# Show Guppies for sale



## kanda (Oct 18, 2014)

HB Blue Delta Show Guppies ready to go 3 months old Stan Shubel strain. Trios $50. Message or call Karen 604-532-8670. Beautiful Blue Moscow Deltas will be avaliable in 30 days.


----------



## LSCHWARTZ (Oct 29, 2014)

Do you have any albinos?


----------



## kanda (Oct 18, 2014)

I may have albinos soon as one of my Blue Delta Moscows strangely had 3 albino fry. She is suppose to breed true. They are only 1 month old but I intend to breed an albino strain from them.


----------



## kanda (Oct 18, 2014)

I may be interested in a trade. But I have a true selective system with 20 tanks and only pure breeding strain. I would require the best and would return my highest quality trio I have.


----------



## guppygeorge (Sep 6, 2010)

pm sent.......


----------



## kanda (Oct 18, 2014)

All HB Deltas sold, but keeping thread open to interested buyers in the future! Thank you!


----------



## GuppyFan (Jan 3, 2011)

kanda said:


> All HB Deltas sold, but keeping thread open to interested buyers in the future! Thank you!

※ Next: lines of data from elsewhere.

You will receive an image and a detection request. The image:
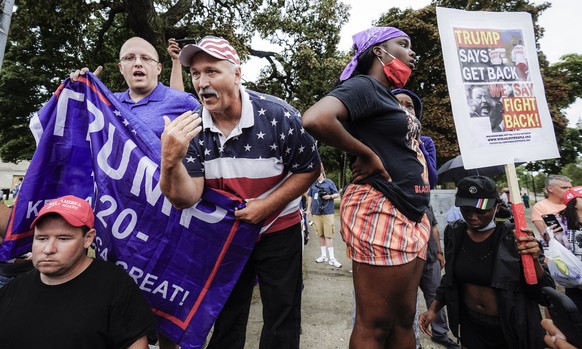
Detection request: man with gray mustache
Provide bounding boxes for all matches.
[160,36,320,349]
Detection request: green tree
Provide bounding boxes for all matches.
[0,0,348,164]
[552,53,582,104]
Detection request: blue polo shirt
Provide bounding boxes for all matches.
[114,82,200,138]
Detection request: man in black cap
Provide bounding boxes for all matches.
[419,176,554,348]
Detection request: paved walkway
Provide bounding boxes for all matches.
[151,204,534,349]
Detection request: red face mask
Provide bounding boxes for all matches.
[378,46,412,88]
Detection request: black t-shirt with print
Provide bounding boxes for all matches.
[329,75,430,221]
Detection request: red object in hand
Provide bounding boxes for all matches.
[511,203,538,285]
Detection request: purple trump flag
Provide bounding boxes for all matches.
[0,73,261,349]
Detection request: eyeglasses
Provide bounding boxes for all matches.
[121,55,160,63]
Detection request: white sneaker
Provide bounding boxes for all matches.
[329,258,342,268]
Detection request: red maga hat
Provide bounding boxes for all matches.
[30,195,95,229]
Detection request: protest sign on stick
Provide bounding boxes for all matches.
[437,7,560,284]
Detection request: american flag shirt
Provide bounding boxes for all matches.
[183,86,321,233]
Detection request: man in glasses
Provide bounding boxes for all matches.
[71,37,200,137]
[70,37,200,349]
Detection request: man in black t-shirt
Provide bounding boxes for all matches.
[0,195,154,349]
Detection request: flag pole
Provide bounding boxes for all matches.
[505,162,538,285]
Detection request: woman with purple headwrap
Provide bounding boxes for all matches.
[303,27,430,348]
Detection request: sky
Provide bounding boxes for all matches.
[243,0,582,127]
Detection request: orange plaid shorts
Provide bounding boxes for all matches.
[340,184,430,266]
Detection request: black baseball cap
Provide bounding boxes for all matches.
[455,176,499,210]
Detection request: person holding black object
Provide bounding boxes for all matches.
[419,176,555,349]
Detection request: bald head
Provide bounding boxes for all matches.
[118,37,162,102]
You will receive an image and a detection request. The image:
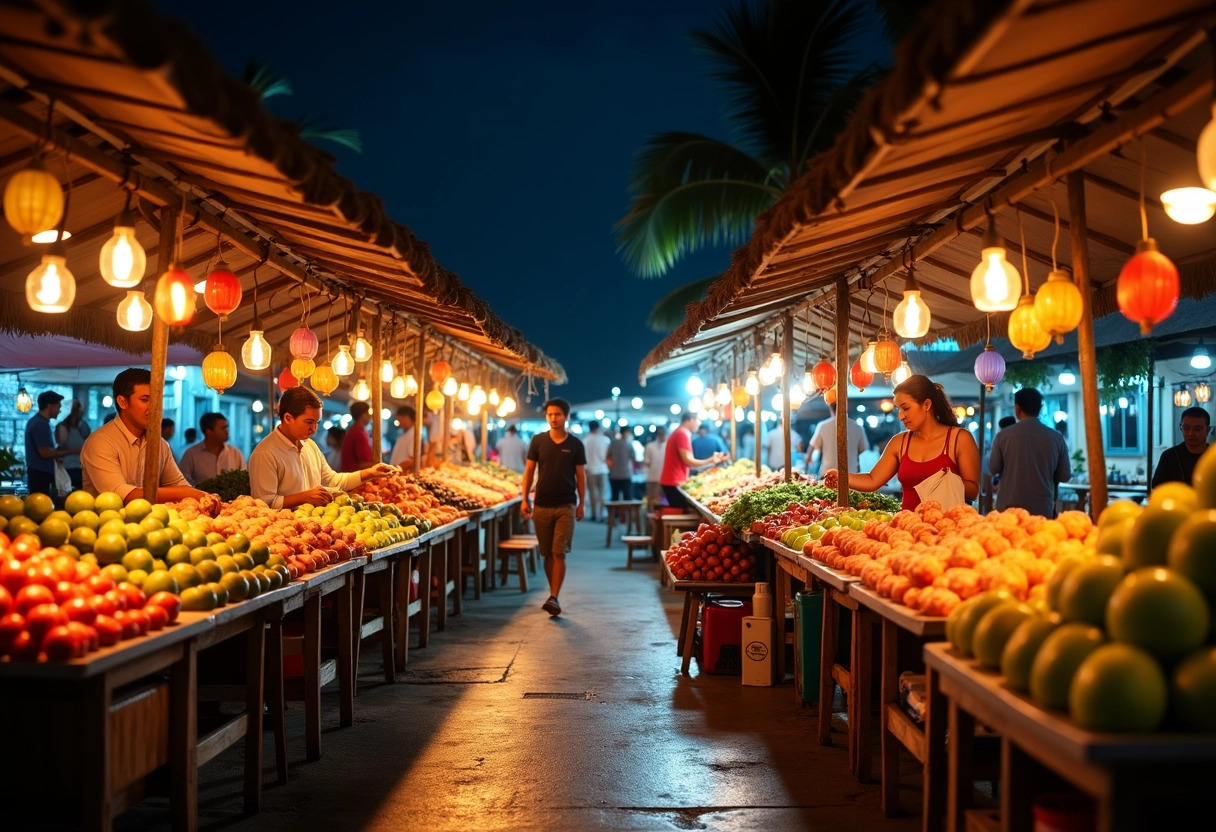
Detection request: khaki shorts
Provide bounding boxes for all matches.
[533,505,574,557]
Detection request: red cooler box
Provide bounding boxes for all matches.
[697,595,751,675]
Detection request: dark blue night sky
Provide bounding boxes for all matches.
[152,0,885,401]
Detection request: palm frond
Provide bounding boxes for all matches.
[244,61,292,101]
[617,133,782,277]
[646,275,722,333]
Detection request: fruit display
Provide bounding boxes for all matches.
[666,523,755,584]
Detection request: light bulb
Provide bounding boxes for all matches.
[98,216,147,288]
[241,330,274,370]
[118,289,152,332]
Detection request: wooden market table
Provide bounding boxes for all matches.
[924,643,1216,832]
[849,583,946,817]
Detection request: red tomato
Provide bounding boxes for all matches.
[143,592,181,624]
[92,615,123,647]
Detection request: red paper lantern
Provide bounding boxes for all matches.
[811,359,835,398]
[1115,237,1178,335]
[849,358,874,390]
[203,260,241,321]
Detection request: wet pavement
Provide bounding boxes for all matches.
[114,515,922,832]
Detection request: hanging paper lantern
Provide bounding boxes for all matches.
[849,358,874,390]
[118,289,152,332]
[1009,294,1052,361]
[1035,269,1082,344]
[292,359,316,381]
[811,359,835,390]
[311,361,338,395]
[152,265,195,326]
[203,344,236,394]
[241,330,274,370]
[203,259,241,321]
[98,209,148,288]
[975,344,1004,393]
[1115,237,1178,336]
[26,242,75,313]
[288,326,318,359]
[4,158,63,237]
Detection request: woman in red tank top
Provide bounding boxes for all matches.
[822,376,980,510]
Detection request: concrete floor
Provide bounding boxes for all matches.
[116,515,921,832]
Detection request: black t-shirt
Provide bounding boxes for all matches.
[528,431,587,507]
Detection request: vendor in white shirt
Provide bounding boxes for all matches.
[249,387,395,508]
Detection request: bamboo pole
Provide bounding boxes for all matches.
[1068,170,1107,521]
[142,207,181,502]
[837,276,850,508]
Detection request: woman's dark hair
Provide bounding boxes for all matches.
[894,375,958,427]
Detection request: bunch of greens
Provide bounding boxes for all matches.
[195,468,249,502]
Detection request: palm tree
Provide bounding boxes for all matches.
[617,0,927,332]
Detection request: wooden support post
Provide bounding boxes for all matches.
[368,313,384,465]
[835,277,849,508]
[1068,170,1107,521]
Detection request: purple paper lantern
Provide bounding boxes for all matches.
[975,344,1004,393]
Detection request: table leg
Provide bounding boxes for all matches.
[244,613,265,814]
[300,595,321,761]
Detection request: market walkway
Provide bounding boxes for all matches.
[116,523,921,832]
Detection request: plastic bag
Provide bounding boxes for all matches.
[914,468,967,511]
[55,460,73,496]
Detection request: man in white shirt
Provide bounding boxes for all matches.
[178,414,244,485]
[249,387,395,508]
[582,420,612,523]
[388,405,418,471]
[80,367,209,502]
[494,425,528,473]
[806,403,869,473]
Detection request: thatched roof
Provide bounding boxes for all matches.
[640,0,1216,381]
[0,0,565,382]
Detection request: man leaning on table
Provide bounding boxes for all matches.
[80,367,209,502]
[249,387,396,508]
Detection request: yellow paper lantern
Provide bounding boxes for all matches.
[1035,269,1082,344]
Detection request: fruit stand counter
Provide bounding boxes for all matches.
[0,613,215,830]
[924,643,1216,832]
[849,581,946,817]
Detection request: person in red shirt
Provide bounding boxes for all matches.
[659,410,731,508]
[342,401,372,471]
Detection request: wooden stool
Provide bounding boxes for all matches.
[499,538,537,592]
[620,534,651,569]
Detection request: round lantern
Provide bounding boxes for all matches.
[203,344,236,394]
[975,344,1004,393]
[203,259,241,321]
[1115,237,1178,336]
[241,330,274,370]
[811,359,835,390]
[311,361,338,395]
[26,242,75,313]
[98,210,148,288]
[118,289,152,332]
[849,358,874,390]
[1009,295,1055,361]
[4,159,63,237]
[430,359,452,384]
[292,359,316,381]
[152,265,195,326]
[874,332,903,380]
[288,326,318,359]
[1035,269,1082,344]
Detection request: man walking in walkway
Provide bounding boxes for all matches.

I am deeply interested. Sad to see I missed out on this. Please keep me in mind when you have any good quality guppies for sale or trade.


----------



## kanda (Oct 18, 2014)

Thank you to Hi Im Mike and Eternity for visiting my little Aquarium Room! I hope you enjoy your Guppies!


----------



## eternity302 (Apr 22, 2010)

kanda said:


> Thank you to Hi Im Mike and Eternity for visiting my little Aquarium Room! I hope you enjoy your Guppies!


Thank you for showing me your fish room =) I'll take good care of these guys~ If they were fluffy and big, I'd hug em!
Keep up the good work on breeding, they look fantastic!


----------



## fishdragon (Nov 8, 2010)

Any pics ? Wonder what type will called "show guppies"


----------



## eternity302 (Apr 22, 2010)

Show guppies is because they are actually for show. It's a pure strain, and they came from a show breeder.
Karen culls her stock and only chooses the best of the batch to continue to breed. Thus the reason it's show quality.
I'm amazed what she sells it for. I'll post pics for her once I have them out of quarantine


----------



## kanda (Oct 18, 2014)

I have Blue Moscow Deltas, HB Blue Deltas and Rainbow HB Deltas Show Quality Guppies. Karen 604-532-870


----------



## GuppyFan (Jan 3, 2011)

kanda said:


> I have Blue Moscow Deltas, HB Blue Deltas and Rainbow HB Deltas Show Quality Guppies. Karen 604-532-870


Hi Karen, any more for sale and type? Also, are they culls or do you also have show quality available? Thanks!


----------